The leading congressional Democrat on tax matters, in an alternative to President Reagan's tax program, yesterday proposed that Congress repeal future cuts in income and estate taxes that it passed two years ago.

Rep. Dan Rostenkowski (D-Ill.), chairman of the House Ways and Means Committee, urged first that Congress rescind an indexation provision under which income taxes would be adjusted automatically each year beginning in 1985 to keep inflation from moving people into higher tax brackets.

He also proposed repeal, among other provisions, of one under which the first $600,000 of an estate would become exempt from federal tax by 1985; he would keep the estate tax cutoff at $275,000.

But he would leave alone this July's scheduled 10 percent cut in income taxes.

The Rostenkowski plan, which would raise $129.3 billion from 1985 through 1988, would be an alternative to the contingent tax increases that President Reagan proposed for roughly the same period.

The Reagan tax increases--a 5 percent income surtax and $5 a barrel excise tax on oil, which would be levied only if the deficit failed to fall below stipulated levels--would raise $138.1 billion.

Rostenkowski's proposal, made in a speech here, was one of several calls yesterday for important revisions in the Reagan budget. In others:

* Chairman Joseph P. Addabbo (D-N.Y.) of the House Appropriations subcommittee on defense said he will try to cut Reagan's defense budget by $30 billion.

* Congressional Democrats continued to seek a jobs compromise with the president, and AFL-CIO President Lane Kirkland called for a $68 billion jobs program. Details, Page A6.

In addition to indexation and the estate tax cut, Rostenkowski would repeal 12 other tax-reducing provisions that are scheduled to start in 1984 through 1986. Most were part of the 1981 tax-cut bill.

He would keep the federal cigarette tax at 16 cents a pack and the telephone excise tax at 3 percent. The cigarette tax currently is scheduled to be halved on Sept. 30, 1985, and the telephone tax is scheduled to end starting in 1986.

Rostenkowski also would shelve Reagan proposals for new tax cuts, including tuition tax credits for parents whose children attend private schools.

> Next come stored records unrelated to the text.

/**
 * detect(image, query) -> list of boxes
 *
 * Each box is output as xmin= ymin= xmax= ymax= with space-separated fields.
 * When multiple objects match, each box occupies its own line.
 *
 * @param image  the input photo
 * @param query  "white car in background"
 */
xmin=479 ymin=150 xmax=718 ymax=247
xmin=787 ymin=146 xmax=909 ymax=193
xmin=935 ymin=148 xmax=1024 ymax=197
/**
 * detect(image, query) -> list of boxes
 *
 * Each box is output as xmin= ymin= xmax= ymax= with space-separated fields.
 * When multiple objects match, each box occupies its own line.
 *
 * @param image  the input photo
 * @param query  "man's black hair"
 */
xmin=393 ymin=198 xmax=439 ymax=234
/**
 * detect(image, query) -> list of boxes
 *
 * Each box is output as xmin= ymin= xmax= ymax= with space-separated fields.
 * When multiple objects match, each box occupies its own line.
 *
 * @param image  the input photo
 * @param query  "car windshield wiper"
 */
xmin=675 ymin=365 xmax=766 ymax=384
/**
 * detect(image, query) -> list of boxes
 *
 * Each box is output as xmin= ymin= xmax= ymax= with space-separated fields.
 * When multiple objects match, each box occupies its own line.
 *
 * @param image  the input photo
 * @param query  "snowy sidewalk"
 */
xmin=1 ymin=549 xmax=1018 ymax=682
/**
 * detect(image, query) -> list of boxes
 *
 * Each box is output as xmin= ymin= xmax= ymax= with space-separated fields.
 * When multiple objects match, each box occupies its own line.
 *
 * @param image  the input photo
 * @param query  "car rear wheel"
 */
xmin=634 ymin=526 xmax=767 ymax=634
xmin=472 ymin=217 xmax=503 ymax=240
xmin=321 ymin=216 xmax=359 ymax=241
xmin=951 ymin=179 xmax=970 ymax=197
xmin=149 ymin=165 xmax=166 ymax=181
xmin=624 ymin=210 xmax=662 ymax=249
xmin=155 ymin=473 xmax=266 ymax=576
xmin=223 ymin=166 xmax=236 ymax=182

Picking up this year's favorite budgetary catch-phrase, Rostenkowski described his proposal as a "freeze on scheduled tax reductions."

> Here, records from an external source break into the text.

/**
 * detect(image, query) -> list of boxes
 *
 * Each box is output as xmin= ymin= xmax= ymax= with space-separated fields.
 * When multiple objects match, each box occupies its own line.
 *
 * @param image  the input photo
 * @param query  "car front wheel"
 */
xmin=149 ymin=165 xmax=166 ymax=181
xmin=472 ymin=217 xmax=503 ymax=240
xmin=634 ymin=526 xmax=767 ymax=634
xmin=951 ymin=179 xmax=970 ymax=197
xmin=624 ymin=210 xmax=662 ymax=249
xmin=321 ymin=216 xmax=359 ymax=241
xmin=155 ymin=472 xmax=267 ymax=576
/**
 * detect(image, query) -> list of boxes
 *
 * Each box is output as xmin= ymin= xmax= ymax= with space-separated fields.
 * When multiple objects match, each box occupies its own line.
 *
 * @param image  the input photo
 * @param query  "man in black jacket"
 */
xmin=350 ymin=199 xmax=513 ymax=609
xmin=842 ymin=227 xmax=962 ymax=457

But it would not affect the income tax cut scheduled for July 1. Some Democrats have urged that this be rescinded or reduced as well, but Reagan has said he will veto any bill that does so.

He also has said repeatedly that he will fight for indexation. But other administration sources noted that that at one point during development of the budget, Reagan aides also gave thought to postponement or repeal of indexing.

And some language in the budget documents appears to be partially supportive of Rostenkowski's plan. The documents note that the administation's 1981 tax bill "included a wide variety of unrequested additional measures including indexing, major reductions in estate taxes . . . and liberalization of certain oil tax provisions." These additions cut federal revenues "by substantially more than was originally proposed."

Rostenkowski's proposal also opened to good reviews in Congress, where there has been little support for Reagan's contingent tax increases as a way to reduce future deficits.

An aide to Sen. Pete V. Domenici (R-N.M.), chairman of the Senate Budget Committee, said "we are awfully pleased. It really is an attempt at compromise." Domenici and Senate Majority Leader Howard H. Baker Jr. (R-Tenn.) both have been highly critical of the indexing provision.

Sen. Robert J. Dole (R-Kan.), chairman of the Senate Finance Committee, said he "could agree with many of the specific revenue-raising proposals" and called the plan mostly "sound and sensible," although he added, "I strongly disagree that indexing should be repealed."

The indexing provision is by far the most costly of those that Rostenkowski would repeal. From 1985 through 1988, the total revenue loss currently is estimated at $90.2 billion.

Under the 1981 bill, individual income tax brackets, the personal exemption and the so-called zero-bracket amount, or tax threshold, would be increased every year starting in 1985 to keep pace with the percentage increase in the consumer price index.

The Rostenskowski plan also includes:

* Repeal of a provision to liberalize charitable deductions for persons who do not itemize. The existing maximum deduction of $25 would be retained to 1986, when non-itemizers no longer could take any deduction.

* Repeal of a provision allowing persons starting in 1985 to exclude 15 percent of their interest income up to a ceiling of $450 for single taxpayers and $900 for joint taxpayers.

* The exemption from the windfall profits tax would remain at two barrels a day for royalty holders, instead of rising to three, and the rate on newly discovered oil would remain at 25 percent, instead of falling progressively to 15 percent by 1986.